I'm keen to put my lurcher onto the raw diet, as I've seen it make a real difference to others. She's 6 years old, spayed, and about 26kg. Til now she's been on dry working dog food (which agrees with her more than normal dog food), occasional raw meat (usually chicken wings/legs) and carrots/broccoli stalks when we have them and she also picks pears from the neighbours orchard!! She's quite a veggie lover. And she also supplements this with horse food when she can get it...

So, I'm looking for suggestions about what to feed/how much etc and where to get it. I'd rather not spend a fortune on meat from the supermarket - is it best to ask butchers for off cuts? And what meat is good? I've been told beef and pork aren't great. She usually has chicken and lamb, but we have a game butcher near us and thought maybe venison carcass would be good...
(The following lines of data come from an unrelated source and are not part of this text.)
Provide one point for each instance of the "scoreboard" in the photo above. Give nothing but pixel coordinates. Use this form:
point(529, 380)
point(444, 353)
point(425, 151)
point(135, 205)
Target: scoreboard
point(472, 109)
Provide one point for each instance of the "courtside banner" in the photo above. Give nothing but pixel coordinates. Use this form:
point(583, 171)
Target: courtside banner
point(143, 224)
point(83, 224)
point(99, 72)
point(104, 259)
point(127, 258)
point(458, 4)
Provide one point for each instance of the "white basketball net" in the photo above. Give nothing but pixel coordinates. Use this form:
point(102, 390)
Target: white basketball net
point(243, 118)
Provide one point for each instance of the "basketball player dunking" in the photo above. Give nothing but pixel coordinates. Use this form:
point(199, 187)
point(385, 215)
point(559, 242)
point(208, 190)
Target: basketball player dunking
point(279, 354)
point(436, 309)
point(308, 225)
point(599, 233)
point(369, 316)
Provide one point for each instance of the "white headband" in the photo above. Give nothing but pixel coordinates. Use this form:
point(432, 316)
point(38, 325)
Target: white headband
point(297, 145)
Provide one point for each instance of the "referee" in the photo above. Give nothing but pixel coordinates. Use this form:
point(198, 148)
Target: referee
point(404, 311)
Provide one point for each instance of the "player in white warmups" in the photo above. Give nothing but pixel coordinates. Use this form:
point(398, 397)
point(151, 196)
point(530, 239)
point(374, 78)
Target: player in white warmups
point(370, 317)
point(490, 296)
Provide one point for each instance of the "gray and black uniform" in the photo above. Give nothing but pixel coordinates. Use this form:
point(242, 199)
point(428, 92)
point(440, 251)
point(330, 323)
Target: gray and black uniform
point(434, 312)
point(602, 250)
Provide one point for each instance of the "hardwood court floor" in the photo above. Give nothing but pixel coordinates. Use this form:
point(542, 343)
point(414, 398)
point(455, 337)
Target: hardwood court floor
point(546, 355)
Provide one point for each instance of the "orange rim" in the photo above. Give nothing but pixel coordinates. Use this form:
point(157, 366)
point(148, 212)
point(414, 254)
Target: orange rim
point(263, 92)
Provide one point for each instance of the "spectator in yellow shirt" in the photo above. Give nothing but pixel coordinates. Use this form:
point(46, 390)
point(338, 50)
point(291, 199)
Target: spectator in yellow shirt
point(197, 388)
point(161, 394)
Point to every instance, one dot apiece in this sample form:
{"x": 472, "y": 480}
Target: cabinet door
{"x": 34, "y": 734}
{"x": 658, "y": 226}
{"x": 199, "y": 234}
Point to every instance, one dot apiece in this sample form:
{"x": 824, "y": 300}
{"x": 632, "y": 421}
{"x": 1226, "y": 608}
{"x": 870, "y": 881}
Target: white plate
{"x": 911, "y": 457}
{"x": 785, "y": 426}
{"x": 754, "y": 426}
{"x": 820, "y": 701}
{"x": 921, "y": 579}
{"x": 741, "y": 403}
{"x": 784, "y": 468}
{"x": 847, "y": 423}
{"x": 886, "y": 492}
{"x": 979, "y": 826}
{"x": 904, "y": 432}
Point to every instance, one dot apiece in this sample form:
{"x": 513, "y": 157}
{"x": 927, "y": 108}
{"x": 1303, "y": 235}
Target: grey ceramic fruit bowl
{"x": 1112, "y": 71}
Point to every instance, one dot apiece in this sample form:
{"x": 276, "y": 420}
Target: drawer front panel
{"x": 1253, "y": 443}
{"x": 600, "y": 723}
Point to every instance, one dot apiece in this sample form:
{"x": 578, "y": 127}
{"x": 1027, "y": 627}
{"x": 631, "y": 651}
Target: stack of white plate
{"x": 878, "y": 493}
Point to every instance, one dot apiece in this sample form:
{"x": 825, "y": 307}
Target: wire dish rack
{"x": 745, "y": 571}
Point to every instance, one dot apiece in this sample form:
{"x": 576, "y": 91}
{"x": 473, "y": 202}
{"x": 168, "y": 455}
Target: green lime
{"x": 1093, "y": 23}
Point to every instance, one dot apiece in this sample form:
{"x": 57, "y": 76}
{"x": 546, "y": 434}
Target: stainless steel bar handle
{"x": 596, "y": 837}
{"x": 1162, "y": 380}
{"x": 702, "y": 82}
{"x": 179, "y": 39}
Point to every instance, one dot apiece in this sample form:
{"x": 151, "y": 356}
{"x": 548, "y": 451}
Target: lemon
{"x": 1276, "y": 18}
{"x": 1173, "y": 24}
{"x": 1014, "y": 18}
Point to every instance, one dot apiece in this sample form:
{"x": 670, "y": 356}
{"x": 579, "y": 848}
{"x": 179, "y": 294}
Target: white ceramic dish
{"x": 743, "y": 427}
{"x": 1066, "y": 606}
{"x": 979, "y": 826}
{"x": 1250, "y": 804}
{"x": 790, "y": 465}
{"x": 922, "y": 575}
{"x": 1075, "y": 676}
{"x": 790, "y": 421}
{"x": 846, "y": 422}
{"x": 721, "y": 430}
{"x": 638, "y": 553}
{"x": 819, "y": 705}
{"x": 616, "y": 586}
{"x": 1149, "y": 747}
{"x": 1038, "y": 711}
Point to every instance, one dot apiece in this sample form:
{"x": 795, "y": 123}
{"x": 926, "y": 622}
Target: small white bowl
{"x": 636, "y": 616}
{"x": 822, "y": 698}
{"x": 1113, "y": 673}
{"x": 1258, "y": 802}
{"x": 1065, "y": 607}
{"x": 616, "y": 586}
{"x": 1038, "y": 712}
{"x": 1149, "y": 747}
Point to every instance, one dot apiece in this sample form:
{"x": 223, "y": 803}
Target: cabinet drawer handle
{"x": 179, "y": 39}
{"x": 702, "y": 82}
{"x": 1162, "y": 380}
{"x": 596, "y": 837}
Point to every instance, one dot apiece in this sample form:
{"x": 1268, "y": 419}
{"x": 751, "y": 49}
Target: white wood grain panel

Also, she's recently started to show her age a bit more and gets quite stiff after a big run - like many lurchers she spends 90% of the time fast asleep, but when she runs she RUNS and now the evening/day after she's had a burn around she's very stiff and uncomfortable looking. Are there doggie supplements to help this? She loves the micronized linseed I give the horses, so wondered whether I can just feed her some of that as I know it has anti-inflammatory properties and good for joints. 

Thanks in advance for any help devising her diet!


----------



## RockinRudolph (21 October 2014)

There is a sticky at the top of the page with tons of info on feeding a raw diet so I'm sure you'll find all you need to know in there. My 2 have been on raw for about a year now and are doing great on it.


----------



## {97702} (21 October 2014)

Mine are all on Manifold Valley Meats products - they love it, look fantastic and it suits them down to the ground.  My elderly greyhound, who has always struggled to put weight on all her life, is 25kg and has 2lbs of food a day, my other greyhound x whippet (who is VERY active, weighs 25kg and has never had a problem keeping weight on!) has 1 1/2 lbs per day


----------



## Cinnamontoast (21 October 2014)

Find a good supplier first.  Read the sticky above,  everything you need to know of is in there.


----------



## Leo Walker (21 October 2014)

Manifold are good. I've just changed to Naturally Healthy Dogs as they use a couple of different suppliers and get a bit more variety. Chicken feet are good for stiffness apparently. Mine love them frozen and get them as treats quite a lot. I get things like liver, kidney, heart and some bones from Morrisons, which adds even more variety 

If you can find a butcher who will give you freebies you can get away with spending next to nothing, just make sure you are feeding a ratio of 10% bone to 10% offal to 80% meat. Be aware that I have 2 lurchers and both need more than the recommended amount. My bitch probably evens out at about 3% as she will go through phases of not eating. My dog goes through between 5 and 10%! He has an incredibly fast metabolism and weight can melt off him literally over night! Luckily hes a pig and would eat till he burst so its not a problem getting enough food into him.

Its the best thing you will ever do. I'm always stroking mine as their coats feel like silk. They are better behaved and literally glow with health


----------